29.10.2019 Kevin Murkisch Lesezeit 8 minutes

Am 30.10.2019 jährt sich der vor allem bei Kindern beliebte Weltspartag bereits zum 94. Mal. Ins Leben gerufen wurde der Weltspartag einst, um den Spargedanken zu fördern und das Sparen auch in breiteren Bevölkerungsschichten zu etablieren. Heute hat der von den europäischen Sparkassen begangene Feiertag in vielen Gründungsländern an Bedeutung verloren, ist jedoch für die finanzielle Bildung in Schwellen- und Entwicklungsländern immer noch von immenser Bedeutung.

Anlässlich des Weltspartags 2019 möchten wir die Gelegenheit nutzen und die Aufmerksamkeit auf ein auch hierzulande immer wichtiger werdendes Thema lenken. Denn die Frage, wie man Strom sparen und auf diese Weise seine Kosten reduzieren kann, wird aufgrund der steigenden Energiekosten immer wichtiger. Schließlich gilt Deutschland als Land der Häuslebauer. Mehr als 16 Millionen Ein- und Zweifamilienhäuser gibt es hierzulande, Tendenz steigend.

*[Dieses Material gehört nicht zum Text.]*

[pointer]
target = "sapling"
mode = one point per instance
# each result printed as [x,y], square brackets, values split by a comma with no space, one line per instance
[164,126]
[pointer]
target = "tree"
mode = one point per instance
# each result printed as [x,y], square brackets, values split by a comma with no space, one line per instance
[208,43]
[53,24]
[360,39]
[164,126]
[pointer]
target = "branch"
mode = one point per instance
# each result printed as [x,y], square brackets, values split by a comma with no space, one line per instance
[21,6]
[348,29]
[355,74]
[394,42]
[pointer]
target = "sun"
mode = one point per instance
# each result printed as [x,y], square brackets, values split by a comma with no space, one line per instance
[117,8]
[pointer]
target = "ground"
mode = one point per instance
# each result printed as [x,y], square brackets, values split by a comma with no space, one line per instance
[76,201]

Doch der Traum vom Eigenheim hat nicht nur Vorteile, denn ein großes Haus bringt oftmals auch einen höheren Stromverbrauch mit sich. So verbraucht ein durchschnittlicher Vier-Personen-Haushalt im Mehrfamilienhaus rund 3.000 bis 4.400 kWh Strom, in einem Ein- oder Zweifamilienhaus erhöht sich dieser Wert jedoch bereits auf 4.100 bis 5.200 kWh. In unserem heutigen Artikel haben wir daher die 8 besten Tipps zum Strom sparen für Sie zusammengetragen.

Solaranlage


1. Eine Solaranlage kaufen

Sie möchten Stromkosten sparen? Nichts einfacher als das. Mit der eigenen Photovoltaik-Anlage produzieren Sie kostengünstigen und umweltfreundlichen Solarstrom, den Sie anschließend direkt im Haushalt verbrauchen können. Pro Kilowattpeak (kWp) installierter Anlagenleistung können Sie dabei mit einer jährlichen Solarstromerzeugung von 900 bis 1.100 kWh rechnen - abhängig von Standort, Ausrichtung und Neigung des Daches.

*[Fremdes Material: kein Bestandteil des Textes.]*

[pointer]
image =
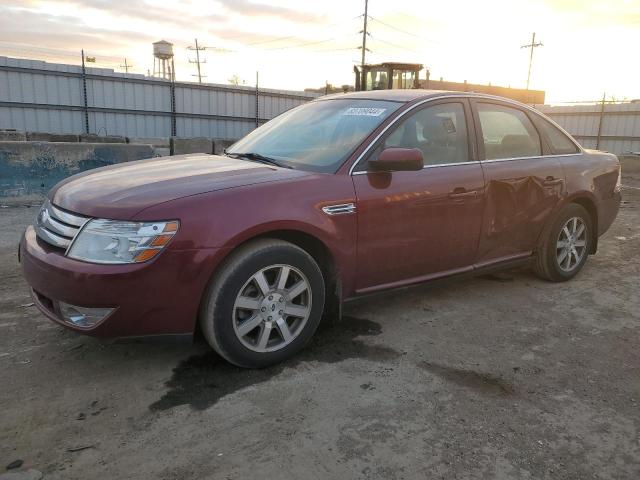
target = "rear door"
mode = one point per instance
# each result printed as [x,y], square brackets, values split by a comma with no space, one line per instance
[524,182]
[420,224]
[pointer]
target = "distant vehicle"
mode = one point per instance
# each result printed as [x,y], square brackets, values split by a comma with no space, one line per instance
[388,76]
[343,196]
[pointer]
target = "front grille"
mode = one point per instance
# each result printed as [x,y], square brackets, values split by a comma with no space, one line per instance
[58,227]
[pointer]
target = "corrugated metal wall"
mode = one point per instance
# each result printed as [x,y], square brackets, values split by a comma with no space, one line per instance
[618,124]
[43,97]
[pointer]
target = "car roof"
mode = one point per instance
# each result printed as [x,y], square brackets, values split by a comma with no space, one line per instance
[406,96]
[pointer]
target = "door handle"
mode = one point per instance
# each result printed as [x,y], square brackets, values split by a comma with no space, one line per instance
[550,181]
[461,194]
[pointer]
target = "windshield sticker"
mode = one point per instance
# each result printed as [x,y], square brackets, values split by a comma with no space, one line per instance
[365,112]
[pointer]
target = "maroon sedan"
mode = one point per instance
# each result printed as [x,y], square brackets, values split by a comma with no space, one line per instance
[343,196]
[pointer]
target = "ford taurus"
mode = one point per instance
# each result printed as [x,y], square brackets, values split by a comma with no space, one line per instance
[340,197]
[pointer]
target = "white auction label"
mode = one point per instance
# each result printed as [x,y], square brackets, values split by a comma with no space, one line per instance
[365,111]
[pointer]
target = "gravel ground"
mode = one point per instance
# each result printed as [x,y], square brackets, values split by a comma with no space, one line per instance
[500,377]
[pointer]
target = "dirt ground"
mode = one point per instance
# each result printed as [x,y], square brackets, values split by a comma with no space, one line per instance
[505,377]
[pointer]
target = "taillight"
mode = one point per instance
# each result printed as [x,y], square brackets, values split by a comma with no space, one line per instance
[619,182]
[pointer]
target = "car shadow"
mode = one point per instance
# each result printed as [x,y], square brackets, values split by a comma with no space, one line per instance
[202,380]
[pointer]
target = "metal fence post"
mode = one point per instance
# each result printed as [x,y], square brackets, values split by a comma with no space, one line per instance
[257,100]
[172,92]
[84,95]
[601,122]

Durchschnittlich 35 Prozent Ihres Strombedarfs lassen sich auf diese Weise nur mit einer PV-Anlage decken. Sobald die Sonne scheint, sparen Sie somit bares Geld, denn die Photovoltaik ist mittlerweile längst zur kostengünstigsten Energiequelle geworden. Lediglich 8 bis 10 Cent kostet Sie die erzeugte Kilowattstunde umgerechnet, verglichen zu durchschnittlich 30 Cent aus dem öffentlichen Stromnetz.

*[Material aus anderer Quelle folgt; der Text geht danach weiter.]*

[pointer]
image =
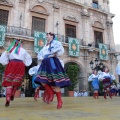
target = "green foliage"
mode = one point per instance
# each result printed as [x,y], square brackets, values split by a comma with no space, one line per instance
[72,72]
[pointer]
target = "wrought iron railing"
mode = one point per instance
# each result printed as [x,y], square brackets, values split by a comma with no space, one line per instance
[13,30]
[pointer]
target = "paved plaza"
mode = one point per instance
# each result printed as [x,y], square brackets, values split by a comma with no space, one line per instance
[79,108]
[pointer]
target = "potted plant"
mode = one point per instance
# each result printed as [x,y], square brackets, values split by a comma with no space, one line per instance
[72,72]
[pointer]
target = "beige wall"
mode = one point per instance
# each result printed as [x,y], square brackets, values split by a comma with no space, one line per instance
[64,11]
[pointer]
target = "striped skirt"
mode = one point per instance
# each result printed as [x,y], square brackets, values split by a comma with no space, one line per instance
[14,73]
[52,77]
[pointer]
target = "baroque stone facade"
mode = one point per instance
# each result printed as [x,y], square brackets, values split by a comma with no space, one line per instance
[80,13]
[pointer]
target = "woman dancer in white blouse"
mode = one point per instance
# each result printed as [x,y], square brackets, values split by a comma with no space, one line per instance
[95,83]
[106,79]
[16,58]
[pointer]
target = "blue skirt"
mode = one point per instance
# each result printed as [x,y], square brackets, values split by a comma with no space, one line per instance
[95,84]
[52,76]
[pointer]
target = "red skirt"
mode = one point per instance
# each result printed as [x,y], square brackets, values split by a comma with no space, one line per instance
[14,73]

Möglich wurde dies durch die steigende Nachfrage und die dadurch sinkenden Preise der Komponenten einer Solaranlage. Da auch die EEG-Einspeisevergütung stark gesunken ist, hat die Photovoltaikanlage als reines Renditeobjekt immer mehr an Bedeutung verloren. Heute ist ein möglichst hoher Eigenverbrauch das Ziel. Denn je mehr kostengünstigen Solarstrom Sie erzeugen, desto weniger Strom müssen Sie aus dem öffentlichen Netz beziehen - und sparen somit bares Geld.

Stromspeicher


2. Einen Stromspeicher kaufen

Wenn Sie eine Solaranlage kaufen möchten, sollten Sie daher auf jeden Fall auch den Kauf eines Stromspeichers in Betracht ziehen. Denn ein solcher macht es möglich, den erzeugten Solarstrom zwischenzuspeichern und zu einem späteren Zeitpunkt zu verwenden. So können Sie auch dann Strom verbrauchen, wenn die Solaranlage keinen produziert - beispielsweise in der Nacht. Dadurch lässt sich Ihr Eigenverbrauch auf bis zu 80 Prozent erhöhen.

Dank einer Solaranlage mit Speicher kann ein Vier-Personen-Haushalt auf diese Weise jährlich bis zu 1.500 Euro sparen. Doch ein PV-Speicher hat noch weitere Vorteile. So sind viele Modelle heutzutage für den Notstrom-Betrieb ausgelegt und können den Betreiber selbst dann mit Strom versorgen, wenn das öffentliche Stromnetz einmal ausfallen sollte. Somit sind Sie vor temporären Stromausfällen geschützt und sitzen bis zur vollständigen Entladung des Solarspeichers nicht im Dunkeln.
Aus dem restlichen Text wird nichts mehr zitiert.